During CES, I asked HP representatives how the company would respond to the widespread incompatibilities that its new Apple relationship would cause, and I generally understood that during the ensuing few months, the company would work to iron out some of the details. A contact close to HP told me point blank that HP was requiring Apple to add WMA support to the iPod, a feature that's natively enabled in the iPod's firmware but that Apple disables before the units ship to customers. If it happens, this requirement will solve some of the incompatibility problems.

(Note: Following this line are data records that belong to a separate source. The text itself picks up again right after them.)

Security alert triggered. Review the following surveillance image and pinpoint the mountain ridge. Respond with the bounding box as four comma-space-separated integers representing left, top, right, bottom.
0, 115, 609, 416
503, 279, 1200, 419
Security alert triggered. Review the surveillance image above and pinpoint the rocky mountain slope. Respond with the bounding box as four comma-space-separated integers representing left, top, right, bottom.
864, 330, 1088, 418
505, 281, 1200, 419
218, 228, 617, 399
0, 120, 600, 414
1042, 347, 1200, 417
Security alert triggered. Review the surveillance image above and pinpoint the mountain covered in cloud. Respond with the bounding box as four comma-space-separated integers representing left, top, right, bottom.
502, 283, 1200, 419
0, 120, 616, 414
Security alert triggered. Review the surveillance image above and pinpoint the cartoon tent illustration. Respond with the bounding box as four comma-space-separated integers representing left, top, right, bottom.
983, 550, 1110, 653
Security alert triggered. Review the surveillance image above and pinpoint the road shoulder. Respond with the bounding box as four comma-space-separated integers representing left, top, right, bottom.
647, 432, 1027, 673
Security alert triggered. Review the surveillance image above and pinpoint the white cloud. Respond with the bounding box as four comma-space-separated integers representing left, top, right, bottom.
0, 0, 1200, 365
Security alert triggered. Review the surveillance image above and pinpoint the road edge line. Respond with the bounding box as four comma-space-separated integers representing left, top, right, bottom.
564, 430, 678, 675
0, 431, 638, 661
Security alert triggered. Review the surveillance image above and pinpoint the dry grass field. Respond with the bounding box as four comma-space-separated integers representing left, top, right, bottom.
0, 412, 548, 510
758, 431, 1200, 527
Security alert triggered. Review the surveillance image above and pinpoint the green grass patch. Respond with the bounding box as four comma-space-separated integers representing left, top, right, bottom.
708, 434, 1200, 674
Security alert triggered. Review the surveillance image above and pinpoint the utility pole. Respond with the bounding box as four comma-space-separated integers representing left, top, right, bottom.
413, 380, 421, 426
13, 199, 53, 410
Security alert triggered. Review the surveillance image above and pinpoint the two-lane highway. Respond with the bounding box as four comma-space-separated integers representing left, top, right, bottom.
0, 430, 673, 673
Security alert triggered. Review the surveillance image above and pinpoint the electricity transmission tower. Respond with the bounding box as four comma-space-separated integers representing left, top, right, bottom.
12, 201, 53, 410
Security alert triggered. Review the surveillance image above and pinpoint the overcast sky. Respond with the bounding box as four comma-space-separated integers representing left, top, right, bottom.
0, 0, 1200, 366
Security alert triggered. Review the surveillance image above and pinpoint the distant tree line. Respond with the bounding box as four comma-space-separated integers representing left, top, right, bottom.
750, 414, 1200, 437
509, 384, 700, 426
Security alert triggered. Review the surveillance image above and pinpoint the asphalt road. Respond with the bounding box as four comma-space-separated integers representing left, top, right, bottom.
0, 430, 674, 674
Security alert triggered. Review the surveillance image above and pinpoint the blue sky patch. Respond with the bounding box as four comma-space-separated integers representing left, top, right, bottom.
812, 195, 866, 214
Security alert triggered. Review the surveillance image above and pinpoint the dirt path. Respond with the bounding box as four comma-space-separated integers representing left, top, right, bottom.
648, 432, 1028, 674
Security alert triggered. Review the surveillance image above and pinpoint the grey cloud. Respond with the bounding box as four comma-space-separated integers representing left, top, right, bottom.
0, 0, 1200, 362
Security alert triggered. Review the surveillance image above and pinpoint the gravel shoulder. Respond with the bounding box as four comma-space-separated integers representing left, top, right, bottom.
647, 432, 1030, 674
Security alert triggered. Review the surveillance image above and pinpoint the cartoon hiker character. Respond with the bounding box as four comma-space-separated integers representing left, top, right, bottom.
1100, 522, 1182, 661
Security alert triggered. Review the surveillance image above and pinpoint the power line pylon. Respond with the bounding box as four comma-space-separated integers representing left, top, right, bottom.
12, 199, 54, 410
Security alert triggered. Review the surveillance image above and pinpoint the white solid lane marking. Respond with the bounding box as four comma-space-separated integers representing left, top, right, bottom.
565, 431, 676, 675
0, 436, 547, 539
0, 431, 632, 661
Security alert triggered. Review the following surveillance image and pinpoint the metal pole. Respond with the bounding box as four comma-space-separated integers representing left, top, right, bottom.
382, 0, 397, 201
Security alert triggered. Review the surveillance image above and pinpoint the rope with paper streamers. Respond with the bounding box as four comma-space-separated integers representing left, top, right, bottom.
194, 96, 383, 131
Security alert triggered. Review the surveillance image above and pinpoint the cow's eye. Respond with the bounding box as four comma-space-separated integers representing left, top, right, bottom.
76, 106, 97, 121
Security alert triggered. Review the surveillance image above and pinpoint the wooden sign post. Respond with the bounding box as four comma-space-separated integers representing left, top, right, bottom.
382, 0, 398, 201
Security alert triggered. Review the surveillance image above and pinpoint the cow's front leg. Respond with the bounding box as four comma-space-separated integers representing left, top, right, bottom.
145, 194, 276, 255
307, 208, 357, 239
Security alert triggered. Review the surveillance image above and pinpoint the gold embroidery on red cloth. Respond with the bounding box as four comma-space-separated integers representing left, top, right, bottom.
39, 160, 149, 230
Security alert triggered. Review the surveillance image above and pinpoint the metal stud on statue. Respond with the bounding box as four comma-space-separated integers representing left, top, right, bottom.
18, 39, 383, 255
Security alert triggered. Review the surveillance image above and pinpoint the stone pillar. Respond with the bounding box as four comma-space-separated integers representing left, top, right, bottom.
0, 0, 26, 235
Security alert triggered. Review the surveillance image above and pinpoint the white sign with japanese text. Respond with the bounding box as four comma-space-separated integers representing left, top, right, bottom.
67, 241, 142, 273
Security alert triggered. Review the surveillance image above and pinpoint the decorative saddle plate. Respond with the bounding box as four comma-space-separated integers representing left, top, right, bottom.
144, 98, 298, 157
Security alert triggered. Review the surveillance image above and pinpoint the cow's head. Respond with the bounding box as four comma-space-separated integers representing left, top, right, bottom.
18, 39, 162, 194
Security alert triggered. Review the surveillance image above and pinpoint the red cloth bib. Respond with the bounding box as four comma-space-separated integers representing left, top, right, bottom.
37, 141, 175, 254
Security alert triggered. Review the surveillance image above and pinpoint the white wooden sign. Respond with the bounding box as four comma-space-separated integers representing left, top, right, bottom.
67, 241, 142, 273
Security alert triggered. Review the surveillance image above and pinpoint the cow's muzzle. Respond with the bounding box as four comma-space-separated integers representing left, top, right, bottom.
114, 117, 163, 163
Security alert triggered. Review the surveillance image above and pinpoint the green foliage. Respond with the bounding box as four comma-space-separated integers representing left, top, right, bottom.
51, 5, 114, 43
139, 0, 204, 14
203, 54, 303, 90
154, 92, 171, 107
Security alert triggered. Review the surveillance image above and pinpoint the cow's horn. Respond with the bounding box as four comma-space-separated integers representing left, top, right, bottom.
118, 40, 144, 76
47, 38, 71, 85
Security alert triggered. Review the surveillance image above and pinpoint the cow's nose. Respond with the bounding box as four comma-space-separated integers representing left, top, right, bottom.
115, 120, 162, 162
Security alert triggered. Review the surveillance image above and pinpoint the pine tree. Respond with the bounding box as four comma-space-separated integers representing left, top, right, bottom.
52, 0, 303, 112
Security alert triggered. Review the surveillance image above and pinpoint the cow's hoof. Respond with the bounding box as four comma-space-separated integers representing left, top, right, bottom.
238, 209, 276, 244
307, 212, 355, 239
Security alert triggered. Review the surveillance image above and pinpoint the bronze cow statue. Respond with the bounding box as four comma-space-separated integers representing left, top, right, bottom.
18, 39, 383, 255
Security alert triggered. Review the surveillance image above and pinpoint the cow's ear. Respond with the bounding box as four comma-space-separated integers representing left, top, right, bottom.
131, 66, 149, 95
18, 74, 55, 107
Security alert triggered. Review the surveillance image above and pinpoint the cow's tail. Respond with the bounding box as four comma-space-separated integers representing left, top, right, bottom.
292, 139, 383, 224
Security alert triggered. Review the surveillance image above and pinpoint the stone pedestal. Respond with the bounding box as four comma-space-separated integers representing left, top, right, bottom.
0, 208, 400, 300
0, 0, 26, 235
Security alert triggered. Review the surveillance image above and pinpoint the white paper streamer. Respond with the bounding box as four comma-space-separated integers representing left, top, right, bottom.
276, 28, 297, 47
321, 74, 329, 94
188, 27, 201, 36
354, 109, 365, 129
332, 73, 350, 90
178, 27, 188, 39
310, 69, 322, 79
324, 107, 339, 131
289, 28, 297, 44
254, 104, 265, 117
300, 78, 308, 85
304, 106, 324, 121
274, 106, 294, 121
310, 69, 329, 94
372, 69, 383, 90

However, with HP getting a portion of the profits from the songs its customers purchase from the iTunes Music Store, a bigger concern centers on how HP will make its many products compatible with the closed and proprietary Protected AAC format Apple uses.
In the HP booth at CES, employees clearly had been briefed about the technological concerns, but I got the impression that none of them actually had a handle on the problems. When I asked an HP representative how the company would solve the incompatibility problems, he told me, incorrectly, that the Protected AAC files users download do, in fact, work on HP's products and that converting them is a simple task if they don't.
Even HP executives are downplaying, if not outrightly misrepresenting, the seriousness of this problem for the company's customers, most of whom won't understand why their music and devices refuse to play nice together. "The next big thing isn't the next gizmo or killer app or hot box," HP CEO Carly Fiorina told "The New York Times." "Customers want all this to work together, and they want a seamless approach. We're very much going to make sure that the Microsoft and Apple worlds work together. That's part of the power we bring to this thing." I hope she's right, but the widespread use of WMA in the Windows world makes the necessity of this daunting task seem almost pointless. In the week that HP announced its blockbuster deal with Apple, Microsoft announced shipping schedules for the Portable Media Centers and set-top boxes that will remotely access Media Center PC content around a home and on the road--both supported, as usual, by a range of hardware companies. Again, choice is what we expect in the PC industry, and HP seems to have given up this choice for a chance to temporarily grab headlines and go with a single, incompatible, portable digital-audio hardware vendor.